My name is Joel Reichenberger. I'm a sports reporter in Steamboat Springs and I'm trying to piece together a story about Art. I'd really like to track down some people that knew Art and climbed with him. If there's anyone here that knew him, I'd love to talk to you about the guy and all he was able to accomplish.

You can reach me at my office at 970-871-4253, or on my cell phone at 316-204-4094. Or, feel free to shoot me an e-mail at

Thank you very much for your help.
Joel Reichenberger

Gym climber
Steamboat Springs
Jan 21, 2010 - 01:16pm PT
Howdy Guys,

I live in Steamboat and was a good friend of Art. It is all so tragic that Art was really on the path to a better life and then this happened.

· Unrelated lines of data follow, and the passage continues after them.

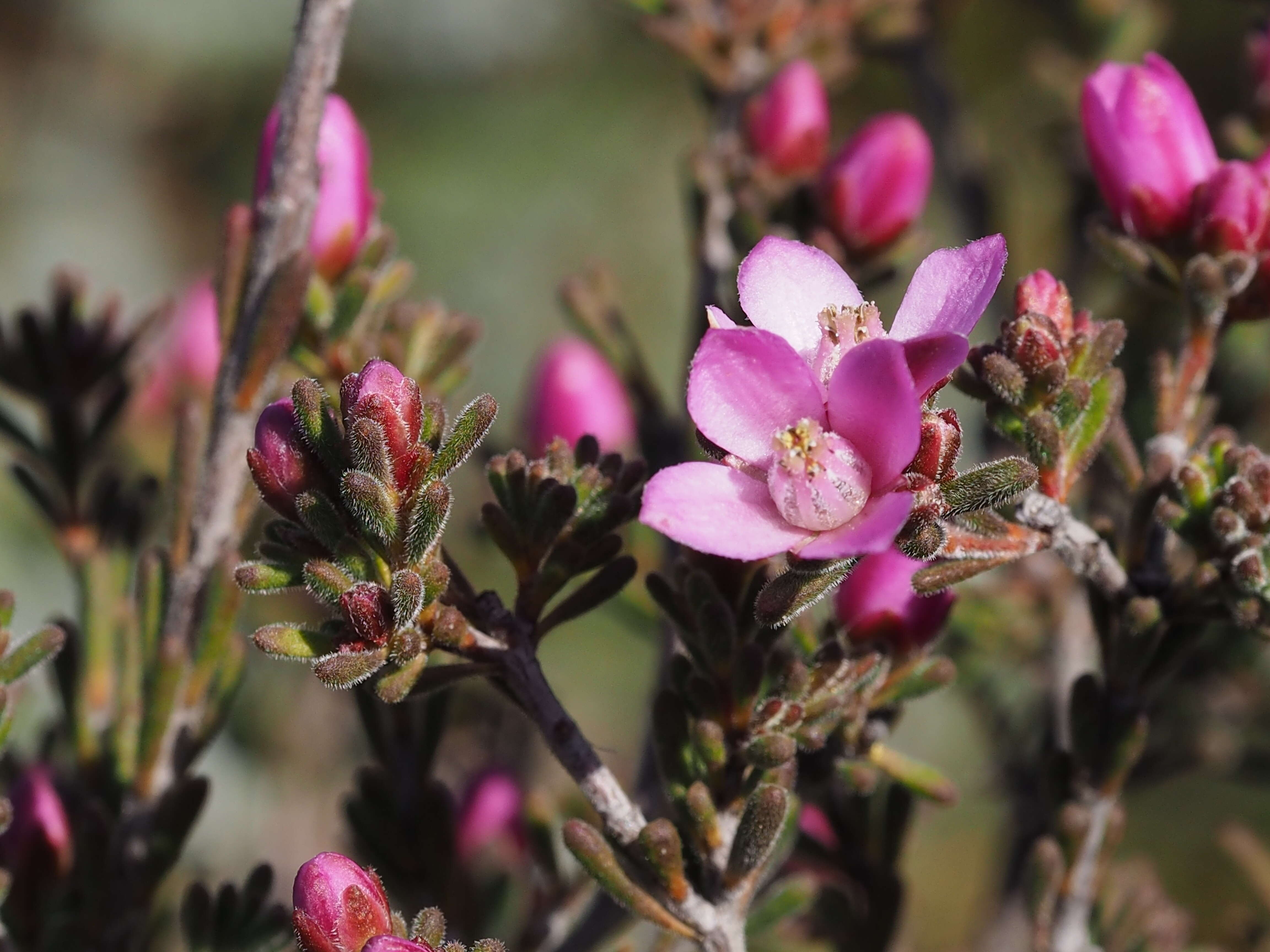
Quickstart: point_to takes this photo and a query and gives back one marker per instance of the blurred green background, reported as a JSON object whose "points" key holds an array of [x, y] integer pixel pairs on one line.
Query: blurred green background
{"points": [[513, 141]]}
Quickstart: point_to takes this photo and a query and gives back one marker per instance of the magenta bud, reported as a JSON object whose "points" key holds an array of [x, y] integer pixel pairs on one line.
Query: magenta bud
{"points": [[878, 604], [575, 391], [338, 905], [1148, 145], [395, 944], [191, 351], [1231, 209], [39, 841], [346, 202], [281, 464], [788, 124], [491, 812], [1041, 293], [877, 186]]}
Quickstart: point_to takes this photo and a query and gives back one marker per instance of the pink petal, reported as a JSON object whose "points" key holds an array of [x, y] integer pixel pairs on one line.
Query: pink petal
{"points": [[718, 511], [784, 285], [951, 290], [874, 404], [747, 384], [872, 531], [934, 357]]}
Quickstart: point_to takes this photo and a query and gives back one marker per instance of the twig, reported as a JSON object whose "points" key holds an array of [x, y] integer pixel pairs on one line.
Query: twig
{"points": [[1080, 548], [281, 228]]}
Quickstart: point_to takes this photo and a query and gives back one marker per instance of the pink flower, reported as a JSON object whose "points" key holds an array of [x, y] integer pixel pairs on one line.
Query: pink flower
{"points": [[1148, 145], [346, 202], [192, 351], [1233, 209], [491, 810], [575, 391], [39, 838], [281, 464], [818, 409], [788, 125], [877, 186], [877, 602], [338, 905]]}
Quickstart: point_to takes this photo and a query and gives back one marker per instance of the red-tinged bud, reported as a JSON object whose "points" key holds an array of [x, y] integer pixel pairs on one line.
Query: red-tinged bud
{"points": [[281, 464], [788, 125], [940, 446], [395, 944], [381, 393], [39, 840], [191, 352], [877, 602], [369, 611], [1147, 143], [491, 813], [1233, 209], [878, 183], [575, 393], [338, 905], [1041, 293], [346, 202]]}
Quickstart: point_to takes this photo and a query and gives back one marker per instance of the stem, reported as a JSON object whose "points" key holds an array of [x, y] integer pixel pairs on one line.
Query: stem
{"points": [[282, 221]]}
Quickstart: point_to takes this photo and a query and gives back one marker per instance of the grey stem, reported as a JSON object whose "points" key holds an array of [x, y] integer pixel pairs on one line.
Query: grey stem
{"points": [[282, 221]]}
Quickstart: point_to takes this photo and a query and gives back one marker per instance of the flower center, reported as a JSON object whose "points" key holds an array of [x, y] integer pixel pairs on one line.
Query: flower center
{"points": [[841, 329], [817, 479]]}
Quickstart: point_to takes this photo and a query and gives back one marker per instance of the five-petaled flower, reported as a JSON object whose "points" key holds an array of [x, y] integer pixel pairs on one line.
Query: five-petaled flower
{"points": [[817, 408]]}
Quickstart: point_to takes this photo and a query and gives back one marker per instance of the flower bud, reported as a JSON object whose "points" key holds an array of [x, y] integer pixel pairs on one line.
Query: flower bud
{"points": [[191, 352], [346, 202], [877, 602], [878, 183], [338, 905], [1041, 293], [39, 841], [788, 125], [281, 464], [575, 393], [1148, 145], [491, 810]]}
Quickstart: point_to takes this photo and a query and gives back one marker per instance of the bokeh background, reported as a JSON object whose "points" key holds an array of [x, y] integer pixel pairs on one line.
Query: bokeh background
{"points": [[515, 141]]}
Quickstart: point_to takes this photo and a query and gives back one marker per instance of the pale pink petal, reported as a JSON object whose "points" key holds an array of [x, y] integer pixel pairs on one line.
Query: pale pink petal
{"points": [[934, 357], [718, 511], [872, 531], [747, 384], [784, 285], [718, 319], [874, 405], [951, 290]]}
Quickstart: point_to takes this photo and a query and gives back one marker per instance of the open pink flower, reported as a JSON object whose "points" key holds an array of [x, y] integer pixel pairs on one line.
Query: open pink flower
{"points": [[817, 407]]}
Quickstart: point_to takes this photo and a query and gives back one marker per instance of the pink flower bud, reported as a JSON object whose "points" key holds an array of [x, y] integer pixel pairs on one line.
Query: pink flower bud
{"points": [[575, 391], [878, 604], [1148, 145], [39, 841], [338, 905], [878, 183], [281, 464], [491, 810], [191, 353], [788, 125], [346, 202], [1041, 293], [394, 944], [1233, 209]]}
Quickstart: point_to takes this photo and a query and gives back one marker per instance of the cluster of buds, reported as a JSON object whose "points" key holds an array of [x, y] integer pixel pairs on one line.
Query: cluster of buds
{"points": [[340, 907], [1220, 504], [872, 190], [1050, 383], [364, 502]]}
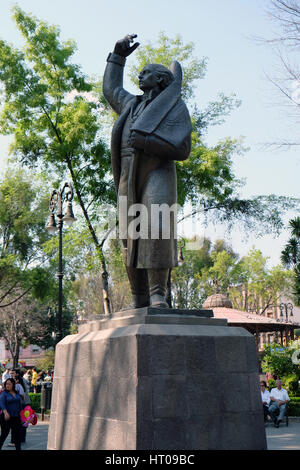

I am posting this in an attempt to find Mike Covington to make sure he knows of Art's death. Does anyone know where he is and how to make contact with him?

Thanks for your help.

Scott Berry
Double D

Jan 21, 2010 - 01:49pm PT
My condolences to all of Art’s family and friends. He was an inspiration to many and truly way ahead of his time.

Anne-Marie Rizzi

Jan 21, 2010 - 02:41pm PT
Art, Jim Erickson and brother Dave Erickson and I hung out quite a bit during their Valley trips. When Dave took a very bad fall and was hospitalized, Art and I shared Jim's Fresno motel room, in order to visit Dave. So many of the details of those adventures have faded, but I've always felt fondness for Art, Jim, and Dave.

What a shame. Hope he had a great life.